Он надеялся, что девчонка начнет спорить, но на этот раз она не дала себя сбить, как она любила говорить, «с панталыку».
– Вы у меня все время выпытываете, а про себя ничего не рассказываете.
– Я не выпытываю, а расспрашиваю, потому что мне небезразлична твоя судьба.
– Так и мне ваша не до фонаря!
Верстовский вздохнул. Именно сегодня не хочется ни о чем рассказывать. Особенно об ЭТОМ. Но ведь настырная девица теперь не отвяжется.
– Я работал в знаменитом Фрагонаре.
– Вы же говорили, что в Грассе.
– Бестолочь! Грасс – это городок. А в нем – знаменитый парфюмерный дом. Когда-нибудь ты побываешь в музее «Фрагонар» в Грассе или в самом Париже. Это просто гимн великой парфюмерии! Можно даже сказать – величественной! А ароматы! Чувственная «Красавица ночи», экзотичный «Остров любви», воздушная «Цветущая вишня», эксцентричный «Концерн»! Каждое творение бренда поистине уникально! Мечтательная «Нежность»! Контрастный «Капуцин»! Шедевры искусства!
– Вы же говорили – «производственный процесс».
– Да что ты понимаешь, колхозная нимфа! Там создаются композиции, проникающие в душу! И каждый аромат – успех!
– Вы имели к этому отношение?
– Отношение? Да я был лучшим «носом» почти восемь лет!
Серафима открыла рот, чтобы расспросить поподробнее, но Верстовский вдруг захлопнулся, как ракушка. Лицо стало непроницаемым.

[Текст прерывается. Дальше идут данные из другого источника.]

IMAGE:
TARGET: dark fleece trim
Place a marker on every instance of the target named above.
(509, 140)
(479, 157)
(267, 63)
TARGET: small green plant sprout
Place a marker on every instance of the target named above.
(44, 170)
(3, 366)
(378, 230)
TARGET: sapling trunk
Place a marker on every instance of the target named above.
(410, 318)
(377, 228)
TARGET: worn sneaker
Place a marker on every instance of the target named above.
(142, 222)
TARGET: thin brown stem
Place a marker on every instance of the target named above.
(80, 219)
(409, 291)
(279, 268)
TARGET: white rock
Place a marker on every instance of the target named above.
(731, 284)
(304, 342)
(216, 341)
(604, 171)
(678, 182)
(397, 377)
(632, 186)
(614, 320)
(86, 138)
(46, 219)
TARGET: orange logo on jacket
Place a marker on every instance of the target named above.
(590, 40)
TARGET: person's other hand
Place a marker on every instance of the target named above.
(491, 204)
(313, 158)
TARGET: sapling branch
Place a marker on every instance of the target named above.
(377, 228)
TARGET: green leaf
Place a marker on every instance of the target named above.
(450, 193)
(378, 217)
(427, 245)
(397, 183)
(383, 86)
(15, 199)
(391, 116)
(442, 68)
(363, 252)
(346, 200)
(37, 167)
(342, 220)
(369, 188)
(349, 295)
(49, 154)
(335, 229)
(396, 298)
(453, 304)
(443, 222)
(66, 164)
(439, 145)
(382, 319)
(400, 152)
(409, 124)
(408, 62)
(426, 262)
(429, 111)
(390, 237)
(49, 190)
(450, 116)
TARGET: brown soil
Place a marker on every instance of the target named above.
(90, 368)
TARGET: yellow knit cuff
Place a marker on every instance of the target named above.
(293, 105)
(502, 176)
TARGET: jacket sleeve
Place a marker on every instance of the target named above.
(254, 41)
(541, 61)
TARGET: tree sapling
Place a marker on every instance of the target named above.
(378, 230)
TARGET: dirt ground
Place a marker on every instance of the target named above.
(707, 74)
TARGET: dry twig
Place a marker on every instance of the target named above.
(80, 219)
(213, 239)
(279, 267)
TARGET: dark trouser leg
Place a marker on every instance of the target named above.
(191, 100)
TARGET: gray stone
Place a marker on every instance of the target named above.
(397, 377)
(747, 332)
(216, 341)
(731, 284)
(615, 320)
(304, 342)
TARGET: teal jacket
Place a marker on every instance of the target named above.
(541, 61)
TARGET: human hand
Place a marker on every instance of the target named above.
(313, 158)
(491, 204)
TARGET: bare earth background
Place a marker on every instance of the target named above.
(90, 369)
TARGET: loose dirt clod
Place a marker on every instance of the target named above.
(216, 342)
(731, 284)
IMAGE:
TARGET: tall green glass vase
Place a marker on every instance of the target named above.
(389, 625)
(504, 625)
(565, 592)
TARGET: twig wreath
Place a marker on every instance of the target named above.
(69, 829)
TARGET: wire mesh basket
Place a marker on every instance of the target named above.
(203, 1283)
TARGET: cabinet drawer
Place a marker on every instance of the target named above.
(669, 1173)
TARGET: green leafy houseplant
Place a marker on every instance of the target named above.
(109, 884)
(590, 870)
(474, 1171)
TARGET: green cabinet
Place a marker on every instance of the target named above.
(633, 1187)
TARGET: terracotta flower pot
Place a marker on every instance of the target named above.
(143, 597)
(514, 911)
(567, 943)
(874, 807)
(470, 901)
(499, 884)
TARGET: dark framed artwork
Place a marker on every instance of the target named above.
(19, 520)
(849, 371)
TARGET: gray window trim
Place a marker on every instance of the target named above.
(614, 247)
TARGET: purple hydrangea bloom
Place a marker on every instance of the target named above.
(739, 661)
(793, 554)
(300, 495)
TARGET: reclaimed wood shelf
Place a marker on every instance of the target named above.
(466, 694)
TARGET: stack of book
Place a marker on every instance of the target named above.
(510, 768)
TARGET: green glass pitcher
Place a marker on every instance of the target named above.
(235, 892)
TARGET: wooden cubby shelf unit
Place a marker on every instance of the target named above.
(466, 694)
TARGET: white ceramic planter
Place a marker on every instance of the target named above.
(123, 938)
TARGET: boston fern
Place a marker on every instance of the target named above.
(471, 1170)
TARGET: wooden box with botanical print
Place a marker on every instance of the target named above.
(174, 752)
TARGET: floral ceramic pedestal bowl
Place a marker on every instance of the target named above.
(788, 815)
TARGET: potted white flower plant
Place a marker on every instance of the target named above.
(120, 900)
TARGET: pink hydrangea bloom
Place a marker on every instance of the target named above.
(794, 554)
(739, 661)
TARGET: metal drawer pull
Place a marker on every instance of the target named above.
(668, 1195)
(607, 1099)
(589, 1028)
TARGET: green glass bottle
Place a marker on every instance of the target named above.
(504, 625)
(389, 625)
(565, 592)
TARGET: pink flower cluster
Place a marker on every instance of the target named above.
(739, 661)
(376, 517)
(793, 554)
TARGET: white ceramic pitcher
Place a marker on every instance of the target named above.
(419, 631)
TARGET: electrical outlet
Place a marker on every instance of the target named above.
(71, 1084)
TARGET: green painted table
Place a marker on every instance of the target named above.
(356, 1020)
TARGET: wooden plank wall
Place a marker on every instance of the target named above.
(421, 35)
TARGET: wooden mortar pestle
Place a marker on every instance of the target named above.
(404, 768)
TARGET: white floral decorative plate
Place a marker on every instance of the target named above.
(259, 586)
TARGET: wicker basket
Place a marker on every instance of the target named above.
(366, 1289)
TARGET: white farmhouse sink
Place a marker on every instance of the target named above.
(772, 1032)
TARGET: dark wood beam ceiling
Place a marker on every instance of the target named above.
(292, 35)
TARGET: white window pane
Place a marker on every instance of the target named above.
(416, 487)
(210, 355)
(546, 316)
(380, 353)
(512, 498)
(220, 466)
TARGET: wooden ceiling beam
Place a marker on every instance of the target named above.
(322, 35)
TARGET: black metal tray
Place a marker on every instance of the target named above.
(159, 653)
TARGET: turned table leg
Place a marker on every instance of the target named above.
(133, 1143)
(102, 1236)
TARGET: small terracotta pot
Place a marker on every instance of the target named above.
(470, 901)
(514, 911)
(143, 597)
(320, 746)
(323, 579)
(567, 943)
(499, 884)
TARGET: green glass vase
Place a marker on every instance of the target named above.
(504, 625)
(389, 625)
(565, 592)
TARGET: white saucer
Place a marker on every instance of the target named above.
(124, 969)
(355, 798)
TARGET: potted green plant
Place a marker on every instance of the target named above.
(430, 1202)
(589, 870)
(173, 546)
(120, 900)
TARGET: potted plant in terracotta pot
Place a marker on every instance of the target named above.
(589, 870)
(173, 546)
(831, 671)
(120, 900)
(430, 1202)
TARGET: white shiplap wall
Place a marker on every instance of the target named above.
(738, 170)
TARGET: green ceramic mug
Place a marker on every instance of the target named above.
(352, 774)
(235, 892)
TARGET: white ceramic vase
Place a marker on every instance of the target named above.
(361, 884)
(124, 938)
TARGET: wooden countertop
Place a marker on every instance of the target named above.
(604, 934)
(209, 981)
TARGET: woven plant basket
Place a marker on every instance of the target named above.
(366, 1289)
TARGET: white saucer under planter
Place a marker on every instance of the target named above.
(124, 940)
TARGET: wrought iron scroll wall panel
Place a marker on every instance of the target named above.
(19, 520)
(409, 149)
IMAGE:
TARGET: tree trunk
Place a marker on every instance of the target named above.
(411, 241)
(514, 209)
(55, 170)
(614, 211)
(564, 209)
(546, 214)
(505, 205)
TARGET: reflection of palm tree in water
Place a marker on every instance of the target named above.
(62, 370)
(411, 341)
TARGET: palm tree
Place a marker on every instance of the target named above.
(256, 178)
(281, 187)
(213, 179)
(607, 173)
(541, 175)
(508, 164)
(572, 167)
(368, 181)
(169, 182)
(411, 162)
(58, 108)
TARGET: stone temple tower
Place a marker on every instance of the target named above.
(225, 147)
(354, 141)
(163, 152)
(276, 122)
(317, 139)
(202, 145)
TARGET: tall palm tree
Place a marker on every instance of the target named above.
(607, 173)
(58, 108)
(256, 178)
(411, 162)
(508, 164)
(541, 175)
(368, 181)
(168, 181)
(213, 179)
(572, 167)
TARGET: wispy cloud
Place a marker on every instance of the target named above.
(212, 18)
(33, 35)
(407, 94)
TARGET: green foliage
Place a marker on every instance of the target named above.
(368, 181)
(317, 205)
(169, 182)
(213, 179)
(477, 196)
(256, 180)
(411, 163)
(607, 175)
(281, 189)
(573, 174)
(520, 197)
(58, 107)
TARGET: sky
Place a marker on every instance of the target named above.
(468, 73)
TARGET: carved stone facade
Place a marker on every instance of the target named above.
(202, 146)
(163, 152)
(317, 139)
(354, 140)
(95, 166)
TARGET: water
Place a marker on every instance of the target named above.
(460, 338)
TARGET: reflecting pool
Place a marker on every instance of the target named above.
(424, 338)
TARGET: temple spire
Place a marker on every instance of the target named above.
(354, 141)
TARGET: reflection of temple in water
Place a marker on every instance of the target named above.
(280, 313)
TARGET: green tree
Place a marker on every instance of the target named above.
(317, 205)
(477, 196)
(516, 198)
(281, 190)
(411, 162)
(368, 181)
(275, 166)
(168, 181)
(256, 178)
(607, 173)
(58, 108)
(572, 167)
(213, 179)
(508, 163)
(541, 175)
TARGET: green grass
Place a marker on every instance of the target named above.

Что это с ним? Почему вдруг так изменился? Наверное, что-то произошло в этом самом Фрагонаре, и, должно быть, не очень хорошее. Иначе он бы до сих пор там работал, а не торчал в поселке где-то сбоку Ленинградской области.
Что же такое могло случиться?
Целый вечер она строила версии, одна страшнее другой, но так ни к чему и не пришла.
«Видно, рано еще», – подумала она и решила ждать.
Промежуточная аттестация
За год, который Серафима провела в качестве ученицы чародея, она так поднаторела в многотрудном и славном парфюмерном деле, что дело дошло до экзаменов. Так сказать, промежуточной аттестации.
Верстовский требовал, чтобы она разложила состав аромата за очень короткое время. Духи специально подбирал сложные, чтобы помучить самоуверенную ученицу и утереть ей нос. Иногда так и случалось. Она легко слышала верхнюю и сердечную ноты, а вот до шлейфа дело доходило не всегда. Слишком много наслоений было в аромате.
Верстовский обзывал ее коротконосой тупицей и снова отправлял учиться. Серафима не сопротивлялась. Ей уже нравилось. Кроме того, как подозревал Константин Геннадьевич, сидя в лаборатории, она не сколько училась, сколько косила от работы в саду и теплице.
«Только бы эта нахалка не обленилась окончательно», – сокрушался Верстовский, боясь, что скоро ему самому придется полоть и поливать.